We've heard "horror" stories of the ravages who descended on Haight-Ashbury and Sharon Meadow where some 10,000 marijuana-minded celebrants -- 120 parking tickets, a fight documented on YouTube, and a mind-boggling, yet dubiously quantified "10,000 pounds" of trash -- have made headlines nationwide. The Chronicle's recap of the carnage of paper plates was picked up by The Drudge Report, and certain neighbors are calling on the city to do something about all these stoners!
Remember what San Francisco did to the Halloween in The Castro? Shut it down.
See Also: Cops Confiscate 2-Pound Joint
But that seems unlikely, if not entirely impossible when it comes to the city's 4/20 events.
For those living on the moon, 4/20 is Marin County-bred slang for marijuana use, and the term has come to mean both 20 minutes past 4 p.m. (or a.m., for those on the night shift) and the 20th day of April as the pentultimate times to get high.
Like Halloween in the Castro, the gathering of the tribes in Golden Gate Park is an unpermitted, unofficial event. In other words, nobody pays a permit fee or rents out porta-potties -- people just know to show up. And they do.
So how do you shut down something that's never really officially "started?" Cops. Lots and lots of cops. An unpermitted event is shut down only with a heavy police presence accompanying a public information campaign.
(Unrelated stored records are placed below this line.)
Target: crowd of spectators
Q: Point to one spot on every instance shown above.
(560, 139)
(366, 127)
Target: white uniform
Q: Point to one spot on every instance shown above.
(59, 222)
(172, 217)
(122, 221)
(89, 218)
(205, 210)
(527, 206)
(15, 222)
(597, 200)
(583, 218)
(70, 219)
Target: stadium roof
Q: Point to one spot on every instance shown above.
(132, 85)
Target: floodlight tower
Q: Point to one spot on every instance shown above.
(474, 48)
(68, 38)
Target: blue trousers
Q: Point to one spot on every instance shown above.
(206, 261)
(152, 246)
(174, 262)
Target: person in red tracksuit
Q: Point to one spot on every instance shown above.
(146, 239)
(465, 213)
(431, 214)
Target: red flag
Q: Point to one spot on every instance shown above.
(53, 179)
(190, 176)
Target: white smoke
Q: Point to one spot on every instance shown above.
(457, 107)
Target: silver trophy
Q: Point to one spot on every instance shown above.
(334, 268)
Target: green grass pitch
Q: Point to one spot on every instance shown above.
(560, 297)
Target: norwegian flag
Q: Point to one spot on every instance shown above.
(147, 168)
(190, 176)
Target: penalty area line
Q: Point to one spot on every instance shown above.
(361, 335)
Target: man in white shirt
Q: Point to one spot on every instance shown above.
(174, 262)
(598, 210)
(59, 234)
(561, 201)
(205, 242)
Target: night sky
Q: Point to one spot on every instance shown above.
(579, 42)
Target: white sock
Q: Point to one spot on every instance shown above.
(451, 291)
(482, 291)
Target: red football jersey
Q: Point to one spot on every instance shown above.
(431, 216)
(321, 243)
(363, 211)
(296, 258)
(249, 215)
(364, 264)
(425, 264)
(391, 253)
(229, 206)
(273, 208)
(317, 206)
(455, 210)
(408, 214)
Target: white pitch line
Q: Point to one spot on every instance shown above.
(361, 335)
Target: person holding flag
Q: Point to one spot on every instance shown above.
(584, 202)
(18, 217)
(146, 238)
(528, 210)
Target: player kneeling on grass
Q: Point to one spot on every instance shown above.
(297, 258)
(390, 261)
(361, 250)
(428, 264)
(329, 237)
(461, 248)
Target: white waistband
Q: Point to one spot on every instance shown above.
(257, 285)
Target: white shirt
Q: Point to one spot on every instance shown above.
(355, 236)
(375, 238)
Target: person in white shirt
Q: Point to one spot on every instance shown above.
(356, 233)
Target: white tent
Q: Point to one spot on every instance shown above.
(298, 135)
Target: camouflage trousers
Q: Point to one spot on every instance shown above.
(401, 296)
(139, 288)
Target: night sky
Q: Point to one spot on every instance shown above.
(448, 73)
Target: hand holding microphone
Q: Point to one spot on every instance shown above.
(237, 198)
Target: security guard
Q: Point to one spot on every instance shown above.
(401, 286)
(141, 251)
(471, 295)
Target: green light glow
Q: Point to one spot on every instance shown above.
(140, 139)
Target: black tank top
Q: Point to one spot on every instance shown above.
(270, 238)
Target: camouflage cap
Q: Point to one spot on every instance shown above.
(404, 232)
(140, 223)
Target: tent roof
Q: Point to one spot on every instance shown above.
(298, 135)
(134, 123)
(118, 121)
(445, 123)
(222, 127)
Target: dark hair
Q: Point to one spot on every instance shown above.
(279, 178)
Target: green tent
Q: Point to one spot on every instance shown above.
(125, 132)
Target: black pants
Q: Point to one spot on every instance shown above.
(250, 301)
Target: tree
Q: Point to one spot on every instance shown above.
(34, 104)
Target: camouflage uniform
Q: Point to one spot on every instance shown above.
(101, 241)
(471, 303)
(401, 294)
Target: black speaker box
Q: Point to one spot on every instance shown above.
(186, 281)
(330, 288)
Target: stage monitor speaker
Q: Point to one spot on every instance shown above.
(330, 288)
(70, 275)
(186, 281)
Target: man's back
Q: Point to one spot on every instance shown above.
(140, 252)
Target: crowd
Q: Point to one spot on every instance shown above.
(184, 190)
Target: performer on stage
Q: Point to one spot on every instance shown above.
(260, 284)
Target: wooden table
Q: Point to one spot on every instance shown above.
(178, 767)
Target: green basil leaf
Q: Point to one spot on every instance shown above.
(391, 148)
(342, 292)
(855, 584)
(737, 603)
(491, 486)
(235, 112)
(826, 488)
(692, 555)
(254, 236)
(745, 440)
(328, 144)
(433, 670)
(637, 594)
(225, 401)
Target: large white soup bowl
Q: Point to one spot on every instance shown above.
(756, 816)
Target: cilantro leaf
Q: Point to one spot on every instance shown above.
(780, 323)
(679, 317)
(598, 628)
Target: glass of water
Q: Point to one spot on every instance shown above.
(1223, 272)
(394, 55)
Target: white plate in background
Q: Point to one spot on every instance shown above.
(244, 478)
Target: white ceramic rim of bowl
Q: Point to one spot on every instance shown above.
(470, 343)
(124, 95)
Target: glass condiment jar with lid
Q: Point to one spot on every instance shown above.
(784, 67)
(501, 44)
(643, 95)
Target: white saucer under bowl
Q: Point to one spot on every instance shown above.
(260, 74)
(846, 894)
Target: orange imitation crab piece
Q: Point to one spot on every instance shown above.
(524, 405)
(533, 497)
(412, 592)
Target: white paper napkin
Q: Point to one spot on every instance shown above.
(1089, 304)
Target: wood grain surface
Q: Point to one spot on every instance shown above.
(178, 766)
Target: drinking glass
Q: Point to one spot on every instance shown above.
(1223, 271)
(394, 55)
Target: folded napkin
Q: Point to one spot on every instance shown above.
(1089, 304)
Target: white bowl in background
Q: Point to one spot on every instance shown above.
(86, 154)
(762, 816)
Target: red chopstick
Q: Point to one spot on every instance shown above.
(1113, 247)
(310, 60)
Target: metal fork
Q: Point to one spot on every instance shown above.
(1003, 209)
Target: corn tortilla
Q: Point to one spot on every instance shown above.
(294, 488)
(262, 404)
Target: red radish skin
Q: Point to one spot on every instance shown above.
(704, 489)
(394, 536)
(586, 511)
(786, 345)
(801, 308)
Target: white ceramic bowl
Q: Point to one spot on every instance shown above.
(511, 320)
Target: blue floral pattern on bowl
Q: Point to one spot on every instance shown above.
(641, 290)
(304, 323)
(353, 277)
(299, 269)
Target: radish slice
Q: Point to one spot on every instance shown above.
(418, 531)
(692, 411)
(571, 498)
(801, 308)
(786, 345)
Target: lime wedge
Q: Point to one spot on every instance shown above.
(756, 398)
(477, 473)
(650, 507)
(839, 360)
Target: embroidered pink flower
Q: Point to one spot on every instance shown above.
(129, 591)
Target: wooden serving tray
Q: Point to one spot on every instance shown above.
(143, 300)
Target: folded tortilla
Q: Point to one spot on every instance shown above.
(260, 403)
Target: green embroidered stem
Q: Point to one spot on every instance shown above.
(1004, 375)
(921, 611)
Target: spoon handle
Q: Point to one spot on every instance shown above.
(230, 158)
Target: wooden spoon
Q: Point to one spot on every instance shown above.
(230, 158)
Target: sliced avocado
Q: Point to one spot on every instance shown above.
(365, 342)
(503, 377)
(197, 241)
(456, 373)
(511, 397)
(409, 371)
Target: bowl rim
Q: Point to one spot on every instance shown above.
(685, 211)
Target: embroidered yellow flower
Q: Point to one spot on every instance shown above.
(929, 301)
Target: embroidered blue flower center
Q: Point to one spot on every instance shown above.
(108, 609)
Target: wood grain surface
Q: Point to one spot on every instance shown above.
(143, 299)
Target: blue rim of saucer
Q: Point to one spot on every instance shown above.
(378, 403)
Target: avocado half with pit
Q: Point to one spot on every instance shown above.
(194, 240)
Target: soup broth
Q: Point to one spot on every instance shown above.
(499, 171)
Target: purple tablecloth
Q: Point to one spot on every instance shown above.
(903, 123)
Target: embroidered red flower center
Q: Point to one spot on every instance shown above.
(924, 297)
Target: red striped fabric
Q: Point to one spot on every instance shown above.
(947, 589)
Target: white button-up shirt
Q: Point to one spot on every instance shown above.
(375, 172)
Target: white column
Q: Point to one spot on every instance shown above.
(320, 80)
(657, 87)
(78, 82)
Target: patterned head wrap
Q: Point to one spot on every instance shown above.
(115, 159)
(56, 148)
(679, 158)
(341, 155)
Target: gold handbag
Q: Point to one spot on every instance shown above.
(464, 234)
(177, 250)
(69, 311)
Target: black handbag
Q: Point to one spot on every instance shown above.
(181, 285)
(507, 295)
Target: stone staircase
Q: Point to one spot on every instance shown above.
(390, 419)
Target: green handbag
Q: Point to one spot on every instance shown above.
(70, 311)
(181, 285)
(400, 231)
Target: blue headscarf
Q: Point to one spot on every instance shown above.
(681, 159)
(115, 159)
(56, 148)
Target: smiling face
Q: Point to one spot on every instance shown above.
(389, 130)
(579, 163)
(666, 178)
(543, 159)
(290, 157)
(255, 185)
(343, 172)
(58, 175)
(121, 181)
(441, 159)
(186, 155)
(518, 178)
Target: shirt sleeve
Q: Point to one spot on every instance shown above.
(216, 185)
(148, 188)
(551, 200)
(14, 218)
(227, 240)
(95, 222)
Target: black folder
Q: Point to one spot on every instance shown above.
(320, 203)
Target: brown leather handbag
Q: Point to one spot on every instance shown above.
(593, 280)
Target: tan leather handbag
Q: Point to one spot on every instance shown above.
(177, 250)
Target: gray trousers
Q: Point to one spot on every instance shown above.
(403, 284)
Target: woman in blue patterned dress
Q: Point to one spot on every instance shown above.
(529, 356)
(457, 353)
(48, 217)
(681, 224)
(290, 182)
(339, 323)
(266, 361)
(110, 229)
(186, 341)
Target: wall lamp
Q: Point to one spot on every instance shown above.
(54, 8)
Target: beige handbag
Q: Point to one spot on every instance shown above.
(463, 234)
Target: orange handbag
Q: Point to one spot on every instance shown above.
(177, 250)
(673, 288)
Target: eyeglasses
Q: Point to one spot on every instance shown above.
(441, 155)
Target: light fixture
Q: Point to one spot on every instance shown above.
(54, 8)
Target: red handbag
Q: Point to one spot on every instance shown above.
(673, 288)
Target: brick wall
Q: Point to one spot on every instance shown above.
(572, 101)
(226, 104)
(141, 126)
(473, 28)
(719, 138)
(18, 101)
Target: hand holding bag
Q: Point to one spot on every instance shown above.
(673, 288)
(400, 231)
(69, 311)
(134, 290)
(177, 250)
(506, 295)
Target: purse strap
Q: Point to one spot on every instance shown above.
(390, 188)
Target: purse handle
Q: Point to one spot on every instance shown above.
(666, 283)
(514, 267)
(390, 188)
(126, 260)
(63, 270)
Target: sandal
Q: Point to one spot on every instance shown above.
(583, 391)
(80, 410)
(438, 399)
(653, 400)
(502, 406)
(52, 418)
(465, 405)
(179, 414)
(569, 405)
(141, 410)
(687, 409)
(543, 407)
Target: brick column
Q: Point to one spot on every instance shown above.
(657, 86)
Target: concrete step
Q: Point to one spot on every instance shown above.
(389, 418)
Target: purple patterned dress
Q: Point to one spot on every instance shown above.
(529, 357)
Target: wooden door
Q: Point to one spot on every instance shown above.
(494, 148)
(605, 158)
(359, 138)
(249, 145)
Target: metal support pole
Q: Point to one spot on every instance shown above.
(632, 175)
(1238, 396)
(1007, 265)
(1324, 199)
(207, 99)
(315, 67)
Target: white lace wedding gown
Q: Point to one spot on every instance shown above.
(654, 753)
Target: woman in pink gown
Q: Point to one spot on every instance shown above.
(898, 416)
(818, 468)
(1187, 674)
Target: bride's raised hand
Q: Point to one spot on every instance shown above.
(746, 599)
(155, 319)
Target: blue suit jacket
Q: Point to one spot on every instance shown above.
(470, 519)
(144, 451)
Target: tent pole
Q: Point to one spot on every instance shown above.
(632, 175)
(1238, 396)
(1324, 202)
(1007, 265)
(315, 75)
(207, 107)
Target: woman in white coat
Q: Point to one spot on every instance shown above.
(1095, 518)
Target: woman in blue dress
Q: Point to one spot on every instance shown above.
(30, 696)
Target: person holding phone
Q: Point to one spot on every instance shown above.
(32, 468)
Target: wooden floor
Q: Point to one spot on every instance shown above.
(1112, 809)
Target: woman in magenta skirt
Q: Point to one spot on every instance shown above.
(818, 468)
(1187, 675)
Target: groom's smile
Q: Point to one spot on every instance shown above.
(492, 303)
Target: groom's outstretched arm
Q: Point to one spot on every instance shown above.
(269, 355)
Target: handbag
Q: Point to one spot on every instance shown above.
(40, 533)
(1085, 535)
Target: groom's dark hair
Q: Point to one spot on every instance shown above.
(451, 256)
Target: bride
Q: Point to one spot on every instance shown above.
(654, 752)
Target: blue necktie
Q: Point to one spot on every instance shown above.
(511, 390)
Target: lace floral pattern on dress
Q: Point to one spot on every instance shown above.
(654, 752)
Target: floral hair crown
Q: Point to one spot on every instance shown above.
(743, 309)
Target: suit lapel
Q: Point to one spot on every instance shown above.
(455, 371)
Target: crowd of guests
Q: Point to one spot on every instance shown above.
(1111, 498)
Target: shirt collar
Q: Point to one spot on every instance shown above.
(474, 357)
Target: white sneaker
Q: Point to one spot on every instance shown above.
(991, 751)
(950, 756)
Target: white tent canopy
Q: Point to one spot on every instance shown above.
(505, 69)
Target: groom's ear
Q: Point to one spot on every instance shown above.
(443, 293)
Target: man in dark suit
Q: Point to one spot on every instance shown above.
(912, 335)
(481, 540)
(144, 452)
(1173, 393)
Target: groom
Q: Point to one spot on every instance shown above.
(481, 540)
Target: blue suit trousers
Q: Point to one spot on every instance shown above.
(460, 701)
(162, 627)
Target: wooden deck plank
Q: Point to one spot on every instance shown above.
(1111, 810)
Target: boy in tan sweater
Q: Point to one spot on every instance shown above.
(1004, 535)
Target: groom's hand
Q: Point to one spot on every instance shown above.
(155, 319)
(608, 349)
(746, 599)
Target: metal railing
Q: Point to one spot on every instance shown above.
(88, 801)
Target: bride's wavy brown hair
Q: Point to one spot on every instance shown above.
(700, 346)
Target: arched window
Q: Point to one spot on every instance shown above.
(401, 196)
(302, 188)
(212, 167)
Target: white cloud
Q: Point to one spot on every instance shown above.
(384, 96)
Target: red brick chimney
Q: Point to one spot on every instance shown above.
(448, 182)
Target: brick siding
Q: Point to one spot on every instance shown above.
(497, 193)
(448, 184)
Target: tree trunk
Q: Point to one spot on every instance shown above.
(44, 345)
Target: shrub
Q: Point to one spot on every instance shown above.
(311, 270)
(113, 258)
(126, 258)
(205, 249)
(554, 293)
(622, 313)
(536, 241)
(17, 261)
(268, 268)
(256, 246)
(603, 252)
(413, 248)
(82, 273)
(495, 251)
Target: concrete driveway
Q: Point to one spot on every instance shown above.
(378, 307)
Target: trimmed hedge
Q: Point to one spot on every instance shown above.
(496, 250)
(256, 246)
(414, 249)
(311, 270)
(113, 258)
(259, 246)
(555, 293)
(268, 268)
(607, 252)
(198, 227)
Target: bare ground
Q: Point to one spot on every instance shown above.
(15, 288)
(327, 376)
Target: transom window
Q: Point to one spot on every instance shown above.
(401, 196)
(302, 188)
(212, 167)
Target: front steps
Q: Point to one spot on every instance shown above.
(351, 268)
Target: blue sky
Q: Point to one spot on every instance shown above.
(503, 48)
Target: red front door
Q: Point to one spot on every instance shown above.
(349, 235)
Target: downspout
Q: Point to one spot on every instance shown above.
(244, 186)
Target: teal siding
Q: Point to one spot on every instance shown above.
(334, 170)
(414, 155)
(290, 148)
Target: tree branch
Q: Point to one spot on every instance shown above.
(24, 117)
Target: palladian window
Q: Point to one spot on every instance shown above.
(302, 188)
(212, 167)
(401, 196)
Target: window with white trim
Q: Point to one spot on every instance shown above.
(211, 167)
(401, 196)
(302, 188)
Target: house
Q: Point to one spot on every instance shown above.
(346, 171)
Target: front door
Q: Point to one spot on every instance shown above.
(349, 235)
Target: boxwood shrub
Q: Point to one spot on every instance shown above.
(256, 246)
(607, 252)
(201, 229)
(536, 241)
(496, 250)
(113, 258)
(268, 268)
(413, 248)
The Castro was crawling with cops on subsequent Halloweens, which served as an effective deterrent to any costumed revelers defying the ban.
But unlike Halloween in the Castro, nobody has ever gotten shot at 4/20 in Golden Gate Park. That event, which drew hundreds of thousands of people -- less folks than 4/20 by a factor of 10 -- is also primarily alcohol-fueled. That does make a difference in behavior, as any honest cop, judge, or person with working perceptive abilities will tell you.
The police, in fact, hadn't even heard of the fights until the YouTube videos made the rounds. According to Rec and Park staffers, there were a grand total of two incidents of note -- one ticket for public urination and another for an open container. If that's the best the mob can do on 4/20, perhaps it's time we replaced all major events with a pot party.
It seems far-fetched that a phalanx of riot-clad officers would cordon-off Sharon Meadow, if for no other reason than nobody will want to pay for that kind of response. But if they did, there's always Speedway Meadow -- or the Polo Field, or the Beach Chalet soccer fields. In other words, the party could easily move on down the park.
Or the crowds may just start staying away. Initially, 4/20 was as much a defiant act as it was a party, and with acceptance of legalization at an all-time peak, marijuana use isn't the taboo-busting, authority-bucking culture statement it once was. And that's a good thing. People may realize it's just as fun to stay home and burn one down -- or perhaps head to a city where it is a defiant act, like Bakersfield.